The development of novel high-performance devices that exploit especially advantageous capabilities had with infrared light and ultraviolet light is ongoing. For instance, advantage is taken of infrared sensing capabilities in practical applications including, to name examples: surface thermometers for non-contact measurement of the surface temperature of an object; resource-probing systems for sensing terrestrial resource distribution from the upper atmosphere; devices for dark-field detection of objects; sensors for detecting human presence, and security systems employing such sensors; and gas-analyzing equipment. Along with the practical realization of these sorts of high-performance infrared-light and ultraviolet-light exploiting devices have been increasing demands for advanced working capabilities from, and cost reductions in, the optically functioning components—for example, various optical components such as window elements and lens elements—incorporated into such devices.
In a conventional method of manufacturing the window elements and lens elements, raw-material powders are mixed together and molded into a predetermined form, then sintered into a sintered body that is furthermore finished to work it into intended form.
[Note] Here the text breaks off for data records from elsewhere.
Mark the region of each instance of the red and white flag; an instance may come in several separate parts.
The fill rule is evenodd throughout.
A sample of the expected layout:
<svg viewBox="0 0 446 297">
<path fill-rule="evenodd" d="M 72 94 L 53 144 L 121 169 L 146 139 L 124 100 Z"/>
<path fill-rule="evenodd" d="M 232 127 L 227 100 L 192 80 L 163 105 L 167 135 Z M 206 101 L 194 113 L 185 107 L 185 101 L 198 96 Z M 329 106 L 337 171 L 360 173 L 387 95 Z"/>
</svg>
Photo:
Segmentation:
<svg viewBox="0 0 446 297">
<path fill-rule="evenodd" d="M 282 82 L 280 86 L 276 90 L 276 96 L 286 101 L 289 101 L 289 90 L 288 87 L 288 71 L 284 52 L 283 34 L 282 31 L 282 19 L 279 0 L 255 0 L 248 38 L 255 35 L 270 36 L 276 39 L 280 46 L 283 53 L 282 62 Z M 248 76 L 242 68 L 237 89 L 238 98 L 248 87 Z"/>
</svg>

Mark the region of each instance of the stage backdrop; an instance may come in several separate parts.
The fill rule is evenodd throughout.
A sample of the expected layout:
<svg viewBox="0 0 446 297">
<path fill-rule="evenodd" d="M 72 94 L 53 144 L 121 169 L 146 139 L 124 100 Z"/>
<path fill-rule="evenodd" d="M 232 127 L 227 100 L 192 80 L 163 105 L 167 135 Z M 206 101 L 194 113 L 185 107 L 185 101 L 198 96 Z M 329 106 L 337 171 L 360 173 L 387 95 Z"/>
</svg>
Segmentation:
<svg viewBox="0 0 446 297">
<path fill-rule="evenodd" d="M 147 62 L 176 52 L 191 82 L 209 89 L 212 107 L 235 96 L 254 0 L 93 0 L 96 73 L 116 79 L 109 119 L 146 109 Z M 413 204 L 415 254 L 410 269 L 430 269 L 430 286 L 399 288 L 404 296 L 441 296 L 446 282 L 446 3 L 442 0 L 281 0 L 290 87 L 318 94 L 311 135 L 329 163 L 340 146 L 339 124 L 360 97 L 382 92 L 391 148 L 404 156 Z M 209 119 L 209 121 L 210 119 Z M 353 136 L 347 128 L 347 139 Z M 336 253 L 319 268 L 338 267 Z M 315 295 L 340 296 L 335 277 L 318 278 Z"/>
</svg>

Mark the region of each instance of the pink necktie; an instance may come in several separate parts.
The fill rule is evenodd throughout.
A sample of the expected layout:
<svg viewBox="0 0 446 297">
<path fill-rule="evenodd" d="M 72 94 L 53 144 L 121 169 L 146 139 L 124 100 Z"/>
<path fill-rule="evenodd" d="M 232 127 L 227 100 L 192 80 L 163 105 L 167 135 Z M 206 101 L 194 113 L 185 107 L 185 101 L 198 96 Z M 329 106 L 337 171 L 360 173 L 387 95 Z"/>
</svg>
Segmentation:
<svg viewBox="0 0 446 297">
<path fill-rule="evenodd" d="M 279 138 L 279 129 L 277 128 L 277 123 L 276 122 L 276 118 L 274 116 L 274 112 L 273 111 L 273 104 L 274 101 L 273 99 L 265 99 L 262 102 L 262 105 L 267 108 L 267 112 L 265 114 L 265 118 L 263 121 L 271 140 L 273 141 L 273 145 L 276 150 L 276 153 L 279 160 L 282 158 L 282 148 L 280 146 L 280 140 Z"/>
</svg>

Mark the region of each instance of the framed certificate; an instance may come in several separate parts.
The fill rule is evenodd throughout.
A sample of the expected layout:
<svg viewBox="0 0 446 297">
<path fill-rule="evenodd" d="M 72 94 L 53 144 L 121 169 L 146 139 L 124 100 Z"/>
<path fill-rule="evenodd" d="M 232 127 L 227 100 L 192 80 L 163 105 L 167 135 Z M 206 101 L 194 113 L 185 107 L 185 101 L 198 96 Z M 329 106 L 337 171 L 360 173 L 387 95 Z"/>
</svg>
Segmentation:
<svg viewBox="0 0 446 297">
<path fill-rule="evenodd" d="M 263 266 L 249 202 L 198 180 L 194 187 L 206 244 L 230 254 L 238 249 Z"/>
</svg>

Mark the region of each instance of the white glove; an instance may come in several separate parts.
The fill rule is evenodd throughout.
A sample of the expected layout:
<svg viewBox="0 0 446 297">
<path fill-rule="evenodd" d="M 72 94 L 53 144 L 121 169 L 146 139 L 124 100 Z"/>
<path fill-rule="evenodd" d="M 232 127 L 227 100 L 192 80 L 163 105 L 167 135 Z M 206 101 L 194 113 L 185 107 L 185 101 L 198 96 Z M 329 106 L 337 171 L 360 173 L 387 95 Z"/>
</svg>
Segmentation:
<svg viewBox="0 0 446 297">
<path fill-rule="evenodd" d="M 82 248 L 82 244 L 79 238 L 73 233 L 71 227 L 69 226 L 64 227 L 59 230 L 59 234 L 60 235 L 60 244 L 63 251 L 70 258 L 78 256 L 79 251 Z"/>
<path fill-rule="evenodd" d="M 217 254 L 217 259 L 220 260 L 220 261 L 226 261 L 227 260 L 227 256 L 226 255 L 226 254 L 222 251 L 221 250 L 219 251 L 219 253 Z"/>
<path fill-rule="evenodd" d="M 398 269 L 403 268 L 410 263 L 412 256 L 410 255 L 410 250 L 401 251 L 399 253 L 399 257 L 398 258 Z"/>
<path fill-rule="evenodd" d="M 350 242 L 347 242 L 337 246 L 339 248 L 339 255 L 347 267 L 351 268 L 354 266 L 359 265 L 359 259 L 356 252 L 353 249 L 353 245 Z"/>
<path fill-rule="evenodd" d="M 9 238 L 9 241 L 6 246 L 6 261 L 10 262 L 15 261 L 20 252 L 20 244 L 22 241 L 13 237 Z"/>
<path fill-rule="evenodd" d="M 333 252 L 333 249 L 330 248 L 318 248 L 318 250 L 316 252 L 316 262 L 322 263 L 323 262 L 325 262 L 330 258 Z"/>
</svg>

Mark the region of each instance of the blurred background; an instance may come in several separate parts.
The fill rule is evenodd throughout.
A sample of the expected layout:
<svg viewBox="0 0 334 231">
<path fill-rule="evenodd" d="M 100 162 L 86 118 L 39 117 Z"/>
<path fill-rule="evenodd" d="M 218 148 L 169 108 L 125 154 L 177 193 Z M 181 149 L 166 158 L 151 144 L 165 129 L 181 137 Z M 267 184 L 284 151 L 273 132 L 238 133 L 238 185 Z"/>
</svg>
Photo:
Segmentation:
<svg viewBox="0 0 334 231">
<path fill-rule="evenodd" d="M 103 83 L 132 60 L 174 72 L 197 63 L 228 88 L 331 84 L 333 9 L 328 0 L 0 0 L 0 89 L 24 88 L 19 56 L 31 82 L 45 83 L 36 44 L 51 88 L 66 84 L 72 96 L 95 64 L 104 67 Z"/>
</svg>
The finishing work is carried out by means of grinding and polishing machining processes, but because the work is usually done by milling off ceramic sinters, the finishing-process costs have proven to be very high. In particular, cases in which shapes such as those of aspherical lenses are produced require ultra-precision turning on ultra-precision lathes, and thus have meant high processing costs. At the same time, since the milling is ordinarily off cylindrical workpieces, the cost of disposing of the sinter material is very large, meaning that expenditure for the sinter material that is discarded is also high and as a result that the optical components in their net shape are extremely costly.
In an attempt to reduce such costs, a method of forming an optical element having a density of 99% or more, utilizing a mold employed when molding and sintering, which has been made into net shape, to mold ZnS powder under a vacuum or an inert gas is set out in Japanese Pat. Pub. No. S41-412. Nevertheless, a problem has been that the method requires changing molds, and that productivity is poor, in that with fracturing and chipping being liable to occur when changing molds or handling for transport, because the strength of molded articles in which no binder is used is inferior, yields are poor. Another problem has been that when heating and pressing are performed simultaneously, moreover, impurities within the raw material are prone not to come out, and if raw materials with consequently many impurities are used, products of inferior transmittance are all that will be produced. Lastly, a problem has been that inasmuch trying to rid the articles of impurities means having to prolong the heating time, productivity drops.
An object of the present invention is in respect of infrared-light or ultraviolet-light optical components to eliminate problems like the foregoing and realize a method of inexpensively manufacturing infrared or ultraviolet optical components, such as window elements and lenses, whose infrared- or ultraviolet-light transmittance is favorable. The present invention makes it possible inexpensively to produce, while allowing finishing processes not to be done or at least the expense they consume lessened, ultrafine ceramic optical components of excellent infrared- or ultraviolet-light transmittance.
Materials for infrared optical components and ultraviolet optical components have to date been regarded difficult to alter in form after sintering. The present inventors discovered that by sintering a material in advance until a certain level of pores remain, a propensity to conform to shape alteration, exploiting the pores contained in the sintered body, could be made manifest utilizing a hot press. They also discovered that optimally selecting pore diameter and pore percentage according to the amount by which the form is altered, and optimizing heating temperature, pressing and deforming speed and pressing pressure enables the reshaping of infrared-optical-component and ultraviolet-optical-component materials until net shape to make them into minutely fine sintered bodies, whereby sinters whose infrared- or ultraviolet-light transmittance is excellent and mechanical strength is superior can be produced.